Highly unlikely that if your college student gets CV-19 that they would need to withdraw from college. Even if the college isolates the ill student, they would be able to transition to online learning for the two weeks of quarantine and then be allowed to resume normal activities.

With that said, it seems that most colleges would refund a prorated amount of the tuition and R&B fees for a medical emergency requiring withdrawal from the college.

I think McGill is making a mistake having students back to campus (though many other Canadian universities are also opening residences even if classes will be online.

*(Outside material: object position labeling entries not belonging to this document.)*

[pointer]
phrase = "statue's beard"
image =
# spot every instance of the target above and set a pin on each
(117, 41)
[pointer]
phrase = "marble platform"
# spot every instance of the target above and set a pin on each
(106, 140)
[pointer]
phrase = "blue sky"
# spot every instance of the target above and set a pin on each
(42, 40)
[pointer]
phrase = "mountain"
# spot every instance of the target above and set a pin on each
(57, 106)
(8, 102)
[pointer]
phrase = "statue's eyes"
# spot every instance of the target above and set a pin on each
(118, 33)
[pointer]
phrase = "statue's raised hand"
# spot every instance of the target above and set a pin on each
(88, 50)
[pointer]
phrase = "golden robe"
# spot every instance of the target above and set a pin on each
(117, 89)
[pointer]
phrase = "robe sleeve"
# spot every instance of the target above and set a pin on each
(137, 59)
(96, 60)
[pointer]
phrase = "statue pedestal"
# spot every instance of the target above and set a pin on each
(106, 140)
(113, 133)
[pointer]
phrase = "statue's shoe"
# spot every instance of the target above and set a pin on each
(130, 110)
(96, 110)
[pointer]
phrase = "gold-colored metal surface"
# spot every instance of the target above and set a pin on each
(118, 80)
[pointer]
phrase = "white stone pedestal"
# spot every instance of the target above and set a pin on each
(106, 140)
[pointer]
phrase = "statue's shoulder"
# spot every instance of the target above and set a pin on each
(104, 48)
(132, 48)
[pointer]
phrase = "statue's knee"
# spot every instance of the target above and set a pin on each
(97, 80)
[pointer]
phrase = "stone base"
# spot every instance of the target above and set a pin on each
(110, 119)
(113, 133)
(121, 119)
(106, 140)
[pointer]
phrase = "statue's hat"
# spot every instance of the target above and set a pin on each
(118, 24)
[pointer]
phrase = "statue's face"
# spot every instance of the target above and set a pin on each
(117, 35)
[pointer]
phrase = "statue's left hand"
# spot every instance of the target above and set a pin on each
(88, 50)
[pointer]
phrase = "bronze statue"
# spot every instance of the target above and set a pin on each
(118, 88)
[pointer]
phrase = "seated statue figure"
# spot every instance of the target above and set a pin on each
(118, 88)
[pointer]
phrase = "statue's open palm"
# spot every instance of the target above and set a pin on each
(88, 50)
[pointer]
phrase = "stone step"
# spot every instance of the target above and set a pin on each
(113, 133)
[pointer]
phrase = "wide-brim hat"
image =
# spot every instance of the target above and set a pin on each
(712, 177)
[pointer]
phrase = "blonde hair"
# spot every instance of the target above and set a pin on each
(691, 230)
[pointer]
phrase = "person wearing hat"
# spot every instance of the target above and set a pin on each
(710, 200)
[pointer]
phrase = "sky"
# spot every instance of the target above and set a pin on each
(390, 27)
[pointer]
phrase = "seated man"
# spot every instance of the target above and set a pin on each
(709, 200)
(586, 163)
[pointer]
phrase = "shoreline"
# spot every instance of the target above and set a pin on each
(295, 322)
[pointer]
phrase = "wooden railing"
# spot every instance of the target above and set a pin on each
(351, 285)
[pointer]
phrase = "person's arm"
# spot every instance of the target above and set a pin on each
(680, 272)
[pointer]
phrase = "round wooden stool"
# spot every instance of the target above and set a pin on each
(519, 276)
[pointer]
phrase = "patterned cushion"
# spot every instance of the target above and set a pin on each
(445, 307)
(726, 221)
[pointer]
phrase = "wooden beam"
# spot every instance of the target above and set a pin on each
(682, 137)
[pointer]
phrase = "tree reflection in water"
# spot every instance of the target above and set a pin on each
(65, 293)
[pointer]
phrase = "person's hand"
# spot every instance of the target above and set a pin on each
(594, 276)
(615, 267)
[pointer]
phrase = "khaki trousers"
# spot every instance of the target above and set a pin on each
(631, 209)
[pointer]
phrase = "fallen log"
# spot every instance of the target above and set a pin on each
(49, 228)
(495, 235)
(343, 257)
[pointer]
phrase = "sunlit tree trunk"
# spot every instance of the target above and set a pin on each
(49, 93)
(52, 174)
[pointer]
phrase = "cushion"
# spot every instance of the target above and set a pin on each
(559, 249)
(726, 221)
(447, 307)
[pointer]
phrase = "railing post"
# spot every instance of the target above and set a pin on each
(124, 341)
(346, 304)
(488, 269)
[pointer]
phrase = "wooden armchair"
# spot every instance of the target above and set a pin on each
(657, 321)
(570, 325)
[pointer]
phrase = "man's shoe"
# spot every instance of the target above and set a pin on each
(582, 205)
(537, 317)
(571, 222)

I think DS19’s school is one of the few that is restricting residence). Quebec lifted it’s lock down restrictions earlier than other provinces and has had the highest infection rate in the country. When you consider that the legal drinking age is 18, that bars and restaurants are open, and that McGill says that they will be offering some in-person activities, I think an outbreak among their student population is inevitable.

The daughter of the NY resident that was quoted in the article will probably be better off staying home.

Don’t most McGill students live off campus all around the city? The school won’t really have much to say about students returning as city residents.
I expect they will have a close to normal urban experience there.

@roycroftmom I believe they offer guaranteed residence for first year students. While it’s true that they can’t prevent students returning to off-campus housing, actively inviting additional students to come and live in residence doesn’t seem like a good plan nor does offering students “on-campus in-person” experiences. Off campus students who are not local might be more inclined to stay home if they didn’t think they’d be missing out on on-campus activities.

There is a difference in heath and safety concern between a handful of students renting an off campus home together with a garden their own bedrooms and the typical cramped student dorm set up though. I remember vividly the 12 floor tower block I lived in as a freshman. Covid-19 would have torn through it like wildfire.